A tightly plotted story involves a warning of a possible jihadist attack in Japan given to Japanese intelligence by their counterparts in Beijing, forcing them to deal with the potential threat while trying to work out how reliable the information is (the book’s title is based on a Malay proverb, “He can see a louse as far away as China but is unaware of the elephant on his own nose”).
The nearest to a protagonist among an ensemble cast of spies, politicians, police officers and criminals is British MI6 officer Isabella Di Stefano Butterfield, in Tokyo to help Japan set up its own centralised intelligence service, who inevitably gets drawn into the terrorist intrigue.
In many ways, the book is a rather touching ode to the work of spies, portraying them as mostly individuals of high intelligence and integrity who keep the world safe, rather than the usual murky manipulators with hearts of ice and a propensity for violence.
While most of the skills on display involve persuasion and information gathering instead of the usual James Bond business, they’re culturally determined – the book constantly emphasises the sensitivity and tact the job requires, particularly across cultures, with Japanese, Chinese, South Korean and British operatives all working together. This welcome emphasis on intellectual and technical skills over physical derring-do makes spying seem less exotic than the standard treatment.
Author Reed is a former Australian Secret Intelligence Service officer, giving the book a ring of truth, and he clearly has a broad understanding of the culture and politics of Asia. But some of the book’s most expository passages feel too keen to parade that knowledge; for example, we learn early on that a table arrangement “was an impressive statement of the essential role that nature played in Japanese culture”.
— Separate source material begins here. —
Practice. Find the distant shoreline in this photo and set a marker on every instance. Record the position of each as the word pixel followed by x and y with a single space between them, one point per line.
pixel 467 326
This tendency to tell rather than show manifests itself in several other ways. One of them is a surfeit of narration, with the reader constantly told what a range of different characters are thinking and feeling, sometimes swapping perspective several times within the same scene. Then there’s an overuse of adjectives and a compulsion to drive home the meaning of everything. The most serious is a tendency to overexplain what everything means, as if the writer assumes the reader isn’t terribly clever.
This huge weight of exposition leads to some stiff, stilted dialogue. Time and again characters explain things to each other that they would clearly already know, but that the reader doesn’t, in particular detailed explanations of spycraft, and long-winded historical parallels that usually sound like a history textbook.
There are also occasional lapses of judgment, such as the depressing references to Isabella’s biological clock ticking. Even fictional female intelligence agents, it seems, aren’t immune to certain clichés that would never be applied to a man.
Nonetheless, An Elephant on Your Nose cracks along at a highly entertaining pace, and contains numerous interesting insights into the both international power relations and the skills needed to be a successful spy, while its emphasis on brain over brawn is refreshing. All Reed really needed to do differently was cut a lot of the explanations, and take the rest out of direct speech.